Comme l'a retenu le Tribunal, qui n'est pas critiqué sur ce point, la circonstance que les montants alloués par l'institution précitée aient été affectés à d'autres fins que celles pour lesquelles ils étaient consentis (indemnités en faveur de la bailleresse) ne plaide pas en faveur de la recourante. Celle-ci sait, au demeurant, depuis le 26 octobre 2023 à tout le moins qu'il lui appartient de quitter le logement; ses supposés efforts en vue de trouver à se reloger sont étiques, puisqu'ils ne consistent qu'en une inscription, opérée près d'un mois après la date susmentionnée, auprès d'une fondation. Enfin, de par la durée de la présente procédure, la recourante aura obtenu un délai de près de sept mois depuis octobre 2023.

Le grief de violation du principe de proportionnalité, adressé au Tribunal, est ainsi infondé.

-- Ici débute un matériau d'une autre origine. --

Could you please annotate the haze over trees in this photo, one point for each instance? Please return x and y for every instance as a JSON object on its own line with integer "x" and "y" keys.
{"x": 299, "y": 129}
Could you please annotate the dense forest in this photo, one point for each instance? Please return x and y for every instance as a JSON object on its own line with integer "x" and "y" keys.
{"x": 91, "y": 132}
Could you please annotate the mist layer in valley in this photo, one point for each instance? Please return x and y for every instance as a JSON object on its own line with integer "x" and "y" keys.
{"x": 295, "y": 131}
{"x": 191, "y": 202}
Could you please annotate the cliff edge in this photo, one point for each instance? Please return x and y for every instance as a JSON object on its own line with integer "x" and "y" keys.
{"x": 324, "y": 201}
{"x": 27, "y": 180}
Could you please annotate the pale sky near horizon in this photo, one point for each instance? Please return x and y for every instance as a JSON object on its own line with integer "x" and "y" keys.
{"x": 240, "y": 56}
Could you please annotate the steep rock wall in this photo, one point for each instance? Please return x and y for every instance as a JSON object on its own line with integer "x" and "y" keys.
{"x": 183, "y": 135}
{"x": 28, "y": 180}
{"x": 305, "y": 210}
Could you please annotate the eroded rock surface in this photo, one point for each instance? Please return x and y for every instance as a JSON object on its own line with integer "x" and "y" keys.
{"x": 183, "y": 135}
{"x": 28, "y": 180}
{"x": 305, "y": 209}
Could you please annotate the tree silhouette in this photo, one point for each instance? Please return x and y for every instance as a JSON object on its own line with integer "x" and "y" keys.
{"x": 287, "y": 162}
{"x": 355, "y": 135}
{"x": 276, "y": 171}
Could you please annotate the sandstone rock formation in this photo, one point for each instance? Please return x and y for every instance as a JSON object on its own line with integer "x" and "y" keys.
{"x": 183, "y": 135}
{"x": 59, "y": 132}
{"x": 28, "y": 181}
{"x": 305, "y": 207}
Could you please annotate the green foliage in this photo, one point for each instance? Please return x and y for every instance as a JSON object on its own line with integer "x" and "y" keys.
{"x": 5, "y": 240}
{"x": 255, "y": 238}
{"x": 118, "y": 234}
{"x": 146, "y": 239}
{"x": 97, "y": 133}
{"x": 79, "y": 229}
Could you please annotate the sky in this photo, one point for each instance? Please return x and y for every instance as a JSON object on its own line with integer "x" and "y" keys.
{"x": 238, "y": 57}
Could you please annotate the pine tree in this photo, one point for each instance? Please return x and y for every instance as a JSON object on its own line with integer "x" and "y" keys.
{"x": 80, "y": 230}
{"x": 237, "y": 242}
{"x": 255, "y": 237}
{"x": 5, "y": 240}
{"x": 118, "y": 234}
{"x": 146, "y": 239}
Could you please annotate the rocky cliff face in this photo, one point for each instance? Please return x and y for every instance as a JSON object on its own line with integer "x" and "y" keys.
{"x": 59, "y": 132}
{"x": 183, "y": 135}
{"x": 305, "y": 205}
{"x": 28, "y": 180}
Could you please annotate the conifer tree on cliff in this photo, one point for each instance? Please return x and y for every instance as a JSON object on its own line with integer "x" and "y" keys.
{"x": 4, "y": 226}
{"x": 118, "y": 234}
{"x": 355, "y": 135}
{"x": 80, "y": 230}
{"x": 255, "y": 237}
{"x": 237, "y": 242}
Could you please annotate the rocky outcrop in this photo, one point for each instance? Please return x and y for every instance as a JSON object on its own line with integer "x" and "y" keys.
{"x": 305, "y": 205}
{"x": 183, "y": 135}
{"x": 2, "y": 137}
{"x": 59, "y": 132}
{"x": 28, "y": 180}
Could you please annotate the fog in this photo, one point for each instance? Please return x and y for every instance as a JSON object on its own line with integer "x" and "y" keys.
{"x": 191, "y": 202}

Le recours sera dès lors rejeté.

3. Il n'est pas prélevé de frais ni alloué de dépens s'agissant d'une cause soumise à la juridiction des baux et loyers (art. 22 al. 1 LaCC; ATF 139 III 182 consid. 2.6).

* * * * *


PAR CES MOTIFS,
La Chambre des baux et loyers :

A la forme :

Déclare recevable le recours formé le 24 février 2024 par A______ contre le jugement JTBL/177/2024 rendu le 15 février 2024 par le Tribunal des baux et loyers dans la cause C/27037/2023.

Au fond :

Rejette ce recours.

Dit que la procédure est gratuite.

Déboute les parties de toutes autres conclusions.

Siégeant :

Madame Nathalie LANDRY-BARTHE, présidente; Madame Sylvie DROIN, Monsieur Laurent RIEBEN, juges; Monsieur Jean-Philippe ANTHONIOZ, Monsieur Nicolas DAUDIN, juges assesseurs; Madame Maïté VALENTE, greffière.

 

 

 

 

 

 

 

Indication des voies de recours :

 

Conformément aux art. 72 ss de la loi fédérale sur le Tribunal fédéral du 17 juin 2005 (LTF; RS 173.110), le présent arrêt peut être porté dans les trente jours qui suivent sa notification avec expédition complète (art. 100 al. 1 LTF) par-devant le Tribunal fédéral par la voie du recours en matière civile.

 

Le recours doit être adressé au Tribunal fédéral, 1000 Lausanne 14.

 

Valeur litigieuse des conclusions pécuniaires au sens de la LTF supérieure ou égale à 15'000 fr.